The Packers won a fairly sloppy, low-scoring game in Philadelphia, where they held the NFL’s most vicious running dog Michael Vick to 32 rushing yards and forced a crucial interception on the Eagles’ final drive. The offense got its turn to have the spotlight in Atlanta, where they seemed to drive at will on the Falcons and were still completing 20-yard third-down throws in the fourth quarter of a blowout. In a game that could have easily been confused for a high school matchup, they beat the Bears in Chicago by making fewer mistakes and by having fewer Jay Cutlers. The AFC was supposedly the stronger conference this season, and the Steelers were impressive throughout the regular season and the playoffs, showing some resilience themselves by coming back from a 21-3 deficit to defeat the Ravens in the AFC Divisional Round. Yet the Packers entered the Super Bowl as favorites. This team just oozed a kind of quiet determination, rather than the oozy determination that gets texted to massage therapists, and Las Vegas recognized this.

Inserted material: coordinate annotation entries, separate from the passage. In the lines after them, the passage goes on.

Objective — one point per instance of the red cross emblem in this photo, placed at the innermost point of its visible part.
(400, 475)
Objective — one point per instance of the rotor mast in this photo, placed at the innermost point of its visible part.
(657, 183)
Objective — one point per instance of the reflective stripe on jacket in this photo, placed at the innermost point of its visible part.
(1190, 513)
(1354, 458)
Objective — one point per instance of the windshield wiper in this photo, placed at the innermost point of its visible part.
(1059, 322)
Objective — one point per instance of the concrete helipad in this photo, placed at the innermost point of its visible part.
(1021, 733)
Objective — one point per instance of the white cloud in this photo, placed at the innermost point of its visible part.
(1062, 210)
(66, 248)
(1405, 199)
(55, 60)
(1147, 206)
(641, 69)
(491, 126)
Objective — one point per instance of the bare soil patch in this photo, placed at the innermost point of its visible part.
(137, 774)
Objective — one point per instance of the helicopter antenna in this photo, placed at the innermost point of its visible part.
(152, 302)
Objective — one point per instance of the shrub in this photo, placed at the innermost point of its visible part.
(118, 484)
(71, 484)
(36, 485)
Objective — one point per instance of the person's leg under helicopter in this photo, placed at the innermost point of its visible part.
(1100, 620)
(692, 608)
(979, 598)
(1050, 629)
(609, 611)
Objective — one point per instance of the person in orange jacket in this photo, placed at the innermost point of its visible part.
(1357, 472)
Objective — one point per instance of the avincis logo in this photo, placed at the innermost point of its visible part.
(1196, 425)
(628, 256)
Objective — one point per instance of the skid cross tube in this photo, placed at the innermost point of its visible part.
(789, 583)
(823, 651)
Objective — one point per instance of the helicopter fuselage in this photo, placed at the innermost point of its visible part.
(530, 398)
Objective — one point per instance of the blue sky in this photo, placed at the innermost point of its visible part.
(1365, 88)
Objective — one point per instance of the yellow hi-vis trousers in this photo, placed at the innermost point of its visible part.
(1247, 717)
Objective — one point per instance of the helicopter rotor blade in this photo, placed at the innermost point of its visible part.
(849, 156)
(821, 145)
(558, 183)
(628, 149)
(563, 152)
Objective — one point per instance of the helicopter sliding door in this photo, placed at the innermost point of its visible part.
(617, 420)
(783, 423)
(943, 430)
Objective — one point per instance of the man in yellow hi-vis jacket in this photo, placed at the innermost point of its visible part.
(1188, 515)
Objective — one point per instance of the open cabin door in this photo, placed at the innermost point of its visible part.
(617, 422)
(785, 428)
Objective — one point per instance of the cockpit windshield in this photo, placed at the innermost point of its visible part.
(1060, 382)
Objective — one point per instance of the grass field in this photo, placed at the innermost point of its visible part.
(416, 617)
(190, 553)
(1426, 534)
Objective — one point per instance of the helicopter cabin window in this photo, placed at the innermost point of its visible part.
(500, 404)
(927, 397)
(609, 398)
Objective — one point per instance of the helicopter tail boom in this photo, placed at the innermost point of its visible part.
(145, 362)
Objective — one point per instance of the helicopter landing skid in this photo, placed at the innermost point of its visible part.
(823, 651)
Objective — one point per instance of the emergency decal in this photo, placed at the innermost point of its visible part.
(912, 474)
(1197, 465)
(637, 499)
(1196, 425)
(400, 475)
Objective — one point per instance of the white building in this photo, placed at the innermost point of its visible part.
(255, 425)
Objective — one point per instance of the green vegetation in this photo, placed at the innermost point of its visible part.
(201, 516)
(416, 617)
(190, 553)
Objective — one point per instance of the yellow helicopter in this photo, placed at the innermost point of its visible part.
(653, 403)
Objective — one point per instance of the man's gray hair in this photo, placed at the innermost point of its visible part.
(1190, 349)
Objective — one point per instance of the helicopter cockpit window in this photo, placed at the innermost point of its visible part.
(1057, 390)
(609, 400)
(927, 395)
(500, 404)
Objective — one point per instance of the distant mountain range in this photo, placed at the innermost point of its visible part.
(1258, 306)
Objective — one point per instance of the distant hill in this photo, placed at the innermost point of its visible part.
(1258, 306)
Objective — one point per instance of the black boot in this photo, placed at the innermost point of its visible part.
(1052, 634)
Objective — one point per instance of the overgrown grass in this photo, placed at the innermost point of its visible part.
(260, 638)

The Super Bowl provided a sort of microcosm for the Packers’ season. They opened up a quick 21-3 lead over the most crucial six series of the game. Following an Aaron Rodgers touchdown throw, Ben Roethlisberger forced an ill-advised pass under pressure that led to a pick-six for the Packers. On the following drive, the Steelers got into the red zone, only to stall and settle for a field goal to make it 14-3. At this point, it was clear to me that the Packers’ defensive game plan was to force Ben Roethlisberger to make throws he didn’t want to make and corner him into small spaces. By halftime, the Packers held a comfortable 21-10 lead. In the second half, they had to suppress a Steelers charge that brought the game to within three points, all while battling some crucial injuries, having lost cornerback Charles Woodson to a shoulder injury and ageless receiver Donald Driver to a leg injury. The Packers were able to hold out for the 31-25 win, in large part due to Roethlisberger’s poor performance.

For Roethlisberger, his Super Bowl showing was in line with his previous two Super Bowl games. His Super Bowl per-game averages: 1 TD, 1.7 INT, 214 yards, 68 QB rating. The real problem for the Steelers was not their inability to stop Aaron Rodgers, it was that their quarterback transforms into Rex Grossman when it comes to the Super Bowl. Part of me took joy in seeing Roethlisberger fold under the pressure, but part of me also wanted to see a Ben Roethlisberger victory speech. The stock response athletes give—thanking God, family, and God again—would have been replaced by Big Ben thanking his lawyers, the Milledgeville District Attorney’s Office, and the principle of innocent until proven guilty. I am not too disappointed to have missed this, though, because I can now imagine him in a smoking jacket with a pipe explaining, “I don’t always throw interceptions, but when I do, I prefer to throw them … in the Super Bowl.”

Roethlisberger’s flop stands in sharp contrast with the stellar effort of Aaron Rodgers, whose performance solidified his position in the top tier of NFL quarterbacks with Peyton Manning and Tom Brady. Rodgers was mistake-free and calm throughout, as he has been his whole career. It is fitting that, in Rodgers, the Packers have found a successor to Brett Favre who knows when to keep his gunslinger in his pants and when it is appropriate to whip out the fastball. Rodgers holds both the Cal and NFL career records for lowest interception rate, and it was the Packers’ ability to avoid beating themselves that ultimately separated them from the Steelers and the rest of the NFL.